One can’t help but wonder if she practices what she preaches. She is the first to point out that one of her main means of transportation, aeroplanes, are perhaps not the most sustainable.
But how else will she make it to all these events and meetings around the world and proceed to drive change and work towards a better future? At home, however, her ranch is powered by solar power, and her town has a community solar garden.
Why don’t we all drive electric?
And she drives electric, a Nissan Leaf. She says: “I love it. No emissions! I plug it into my solar system and I continue to be gobsmacked: why don’t we all do that? The damn things are on the road now. Why don’t we all drive cars that need no gasoline?”
After our meeting, Lovins is off to wow people somewhere else. For motivating people seems to be what she does best. Finally, I ask her what she would say if she only had one minute to engage the world in taking action to secure a sustainable future. After the briefest pause she says:
“What do you want your future to be? We have all the technologies to solve all the problems facing us. We can build a better world for us, for all of life on the planet.

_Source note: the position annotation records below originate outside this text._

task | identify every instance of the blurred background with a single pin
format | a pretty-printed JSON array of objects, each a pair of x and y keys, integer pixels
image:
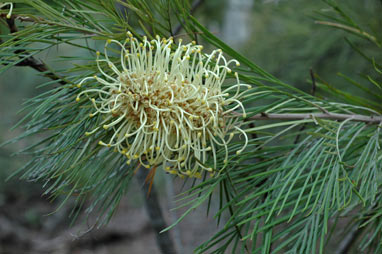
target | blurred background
[{"x": 279, "y": 36}]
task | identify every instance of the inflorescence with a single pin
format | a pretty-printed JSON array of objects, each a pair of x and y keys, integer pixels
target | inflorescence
[{"x": 164, "y": 104}]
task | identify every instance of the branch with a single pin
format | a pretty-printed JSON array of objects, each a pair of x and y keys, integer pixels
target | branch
[
  {"x": 30, "y": 61},
  {"x": 330, "y": 116},
  {"x": 153, "y": 209}
]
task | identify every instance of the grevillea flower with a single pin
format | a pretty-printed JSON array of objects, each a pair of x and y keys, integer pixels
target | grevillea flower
[{"x": 164, "y": 104}]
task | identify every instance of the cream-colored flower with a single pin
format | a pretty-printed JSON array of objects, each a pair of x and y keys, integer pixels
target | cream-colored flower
[{"x": 164, "y": 104}]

“Doing that is better business. Let’s engage the business community. Let’s build sensible regulations that enable us to be moving steadily in the direction that we want to be. And let’s reinvent the economy, starting at the community level, but also at an intellectual level.
“The economy we have now is going over a cliff. You know it. You talk to everybody, they know it. It’s going to go over a cliff financially. It’s going to go over a cliff environmentally. So we are on a bus headed for a cliff at 60 miles an hour enjoying the view out the window.
“Guys, first step: slow the bus. Second step: turn the bus around. And then, where do we want the bus to go? We can build a better world. Let’s do it.”
Lovins ideas are compelling, and I leave filled with thoughts, a vague fear of what the future will hold, a reinforced notion that I’m not doing as much as I could, and an eagerness to do more.
And this, it strikes me as I walk down the creaky wooden steps in the Frontline Club, was precisely what she wanted.